Can you see the allure of the traditionally published author? Do they sit around all day and do nothing but write or attend book premier parties complete with champagne and good looking people clamoring for a look at you? Now I can. After all the hard work it is easy to just want to write and not market.
Going it alone means going it alone. One can die in obscurity with dignity intact much easier than flaming out for all the world to see a la (insert latest celeb flameout). No one wants obscurity but no one wants to flounder around in discouragement either.
Putting together a long range plan has been tough. I think long term but not in minute detail sometimes. I want to do everything at once because it feels like I’m doing something when in fact I’m not doing much at all. If you can get something by an agent and happen to sell it to a house, they do all of this for you and take their cut. Taking charge of your own destiny has been scary. No one to blame but myself but no time frame to live up to either. The wild horses are constrained by the need to be the business leader of the enterprise. The creative hat comes off and the planning and calculating hat comes on. I don’t know if it is easier for some to do, it has not been easy for me to do.
The process as a whole has been straightforward enough. Editor supplies final document, upload it to Create Space and KDP, walk through the menus, set the price, choose the distribution channels and behold, it’s up for sale! After that? Where to begin!
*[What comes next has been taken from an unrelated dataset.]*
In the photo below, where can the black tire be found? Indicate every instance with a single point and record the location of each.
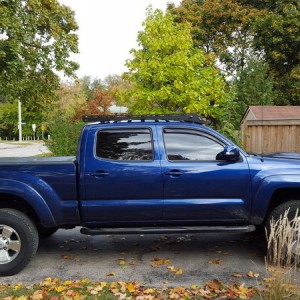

No one knows about it and will not until you figure out how to reach them. Amazon has done for self publishing what Apple has done for digital media. POD and other printers have been around for years. Self publishing has been around since the printing press. But, the power of distribution has not always been available. Now, it is making the possibility of making money without the traditional process that much more attainable. Honestly, I was on this route before Amazon and its Kindle and its ebook distribution revolution was in full swing. I am gratified that I actually have a chance at reaching more people and of actually making some money on the effort, but the choice to go self publishing was made long before.
Without the benefit of a marketing department or a publicist, you have to spend more of your time fronting your work than otherwise. You get to keep what you make in a large part, but one can only decide for themselves if the trade off is worth it or not. I cannot say either way at the moment as the process is only just beginning.
The 150th of Shiloh is in April of 2012 and I plan on attending the reenactment and looking to meet some bookstore owners and park historians in person with copies of the book and media materials. This will be the first big push at some of the trappings of the traditional market. Until I reach out I do not have any idea if the effort will pan out. There are roadblocks to this. Getting a bookstore to sell your work is almost a universal pan if it is self published, so getting into the book distribution channels is a must if you want to approach libraries and bookstores. But, I hope to capitalize on the event and some of the smaller bookstores who can make their own local choices on books they carry (each NPS bookstore can choose what it sells) and on doing educational monologues with signings. I won’t know until I try.